3. The Bucket Array & Index Formula

The backing HashMap uses an array of buckets. Java calculates exactly where to put your data using a bitwise formula:

index = (n - 1) & hash

Where n is the table size. This bitwise operation is significantly faster than standard modulo (%) arithmetic.

4. Collision Handling & Treeification (Java 8)

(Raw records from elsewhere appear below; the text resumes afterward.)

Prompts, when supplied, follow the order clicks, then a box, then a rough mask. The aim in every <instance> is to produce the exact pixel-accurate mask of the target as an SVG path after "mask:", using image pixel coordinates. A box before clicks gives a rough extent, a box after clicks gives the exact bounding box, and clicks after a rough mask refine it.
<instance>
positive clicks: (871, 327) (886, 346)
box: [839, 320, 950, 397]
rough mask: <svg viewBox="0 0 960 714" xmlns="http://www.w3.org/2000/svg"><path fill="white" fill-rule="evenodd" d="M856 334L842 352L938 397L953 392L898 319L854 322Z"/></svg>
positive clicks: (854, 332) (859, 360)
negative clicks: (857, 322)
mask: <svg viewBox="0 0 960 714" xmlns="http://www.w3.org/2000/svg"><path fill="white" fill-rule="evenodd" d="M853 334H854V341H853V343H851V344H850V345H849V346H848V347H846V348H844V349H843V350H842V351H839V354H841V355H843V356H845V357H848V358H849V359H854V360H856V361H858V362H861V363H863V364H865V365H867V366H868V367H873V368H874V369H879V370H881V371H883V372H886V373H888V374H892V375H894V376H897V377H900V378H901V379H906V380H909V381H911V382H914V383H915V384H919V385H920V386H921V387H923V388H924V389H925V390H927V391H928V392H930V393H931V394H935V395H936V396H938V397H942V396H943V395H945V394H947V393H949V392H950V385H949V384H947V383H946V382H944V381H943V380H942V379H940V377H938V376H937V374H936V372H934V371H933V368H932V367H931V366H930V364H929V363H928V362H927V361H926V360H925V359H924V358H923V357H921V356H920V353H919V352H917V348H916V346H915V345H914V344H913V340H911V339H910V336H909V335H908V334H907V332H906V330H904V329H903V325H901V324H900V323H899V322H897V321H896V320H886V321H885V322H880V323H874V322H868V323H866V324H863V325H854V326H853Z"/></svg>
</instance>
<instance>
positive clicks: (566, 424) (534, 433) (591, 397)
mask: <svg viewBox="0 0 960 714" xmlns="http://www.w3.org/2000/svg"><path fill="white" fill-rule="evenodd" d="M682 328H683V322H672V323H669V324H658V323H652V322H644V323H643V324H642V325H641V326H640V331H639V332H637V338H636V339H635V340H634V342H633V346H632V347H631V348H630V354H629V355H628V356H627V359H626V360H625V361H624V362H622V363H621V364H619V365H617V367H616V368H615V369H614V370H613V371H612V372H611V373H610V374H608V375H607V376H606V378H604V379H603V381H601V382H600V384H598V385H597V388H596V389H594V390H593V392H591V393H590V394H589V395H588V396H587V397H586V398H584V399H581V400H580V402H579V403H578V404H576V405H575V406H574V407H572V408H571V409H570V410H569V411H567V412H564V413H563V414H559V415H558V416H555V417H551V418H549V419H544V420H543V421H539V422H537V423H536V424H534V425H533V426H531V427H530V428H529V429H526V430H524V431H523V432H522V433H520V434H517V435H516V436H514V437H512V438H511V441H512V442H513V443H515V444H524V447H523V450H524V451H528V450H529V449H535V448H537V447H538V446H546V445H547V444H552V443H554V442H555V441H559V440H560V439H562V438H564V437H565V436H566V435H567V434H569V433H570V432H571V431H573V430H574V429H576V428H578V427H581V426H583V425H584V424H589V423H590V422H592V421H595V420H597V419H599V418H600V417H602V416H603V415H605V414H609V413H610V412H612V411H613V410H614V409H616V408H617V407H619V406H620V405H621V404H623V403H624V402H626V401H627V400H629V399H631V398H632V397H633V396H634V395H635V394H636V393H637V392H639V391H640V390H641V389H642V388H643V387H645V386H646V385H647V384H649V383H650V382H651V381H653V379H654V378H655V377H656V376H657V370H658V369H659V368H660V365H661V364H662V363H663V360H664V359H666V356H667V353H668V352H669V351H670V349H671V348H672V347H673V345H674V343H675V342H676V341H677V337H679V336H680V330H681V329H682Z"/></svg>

If two distinct keys generate the same hash and land in the same bucket, a Collision occurs.

  • Java 7: Handled collisions using a standard Linked List ($O(n)$ search time).
  • Java 8+: If a single bucket exceeds 8 elements (and total table size $\ge 64$), the bucket's linked list violently converts into a Red-Black Tree. This drops search complexity from $O(n)$ down to a highly optimized $O(\log n)$.

5. The Mutable Key Danger

Never use mutable objects (objects whose data can change after creation) as elements in a HashSet. If you insert a Student object, and later change the Student's ID, its hashCode() will change. The Set will never be able to find it in the original bucket, creating a fatal memory leak and broken lookups.

LinkedHashSet Backend

Official Definition: "Hash table and linked list implementation of the Set interface, with predictable iteration order. This implementation differs from HashSet in that it maintains a doubly-linked list running through all of its entries." — java.util.LinkedHashSet

1. Why was it created?

A standard HashSet stores items chaotically based on memory hashes. If you insert 10, 50, and 20, they might print out as 50, 10, 20. LinkedHashSet was engineered specifically to solve this by explicitly preserving Insertion Order.

2. Internal Data Structure

Just as a HashSet wraps a HashMap, a LinkedHashSet wraps a LinkedHashMap. It uses a hybrid architecture:

  • Hash Table: For extremely fast $O(1)$ lookups.
  • Doubly Linked List: To string all the entries together in the exact order they were inserted.
// Internal Entry Structure inherited from LinkedHashMap static class Entry<K,V> extends HashMap.Node<K,V> { Entry<K,V> before; Entry<K,V> after; }

3. Memory vs. Performance Tradeoff

The time complexities for add(), remove(), and contains() remain $O(1)$. However, it requires significantly more memory because every single node must store two additional memory pointers (before and after).

Real-world use case: Caching recent search history where uniqueness and chronological order are equally vital.

TreeSet & Red-Black Trees

Official Definition: "A NavigableSet implementation based on a TreeMap. The elements are ordered using their natural ordering, or by a Comparator provided at set creation time." — java.util.TreeSet

1. The Internal Backend

TreeSet completely abandons Hash Tables. It does not use hashCode() or buckets. Internally, it is backed by a TreeMap, which utilizes a Red-Black Tree—a self-balancing binary search tree.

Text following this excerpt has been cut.